06 septembre 2010 - 13:51 |

Nouvelles émeutes de la faim au Mozambique

Vigilance sur les prix des denrées alimentaires au Cameroun

(06/09/2010) La police a tiré des balles en caoutchouc et des grenades lacrymogènes le 2 septembre à Maputo, la capitale mozambicaine, pour disperser de nouvelles émeutes de la faim motivées par la hausse du prix du pain.
Depuis trois jours, les émeutes ont fait dix morts et plusieurs centaines de blessés. Après une accalmie de quelques heures, des pillages ont été signalés vendredi dans la banlieue de la capitale et les forces de l’ordre sont intervenues.
“Les émeutes ont repris dans les faubourgs de Maputo, à Benfica et Hulene.
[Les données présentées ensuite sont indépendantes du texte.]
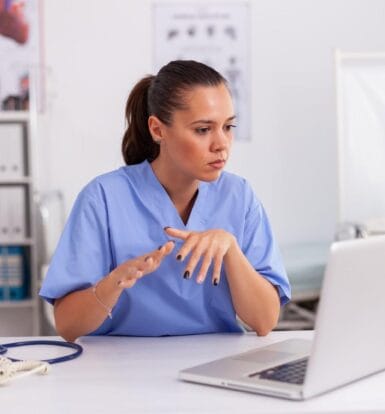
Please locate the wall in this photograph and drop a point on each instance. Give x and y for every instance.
(96, 51)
Les policiers tirent des balles en caoutchouc et des grenades lacrymogènes pour disperser les pillards”, a indiqué le porte-parole de la police, Arnaldo Chefo.
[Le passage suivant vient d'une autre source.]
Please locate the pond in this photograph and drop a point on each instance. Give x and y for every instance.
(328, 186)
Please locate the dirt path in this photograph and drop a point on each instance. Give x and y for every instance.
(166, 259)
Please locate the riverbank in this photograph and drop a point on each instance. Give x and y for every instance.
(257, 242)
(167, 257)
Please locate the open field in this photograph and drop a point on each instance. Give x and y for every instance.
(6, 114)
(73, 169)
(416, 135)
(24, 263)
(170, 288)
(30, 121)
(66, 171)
Des manifestations ont également éclaté à Chimoio, dans le centre du pays, à 760 km au nord de la capitale, où six personnes ont été blessées lorsque les forces de l’ordre ont ouvert le feu sur la foule, a indiqué l’agence de presse portugaise Lusa.
Au total, a indiqué le ministre de la Santé, Iivo Garrido, à Lusa, le bilan des trois jours d’émeutes s’établit à dix morts et 443 blessés. Ce sont les événements les plus graves observés depuis les “émeutes de la faim” de 2008. Ces violences, qui ont débuté mercredi, ont été causées par la hausse de 30% du prix du pain, qui s’ajoute à une flambée des prix de l’essence et d’autres produits de première nécessité. Environ 70% des Mozambicains vivent en dessous du seuil de pauvreté.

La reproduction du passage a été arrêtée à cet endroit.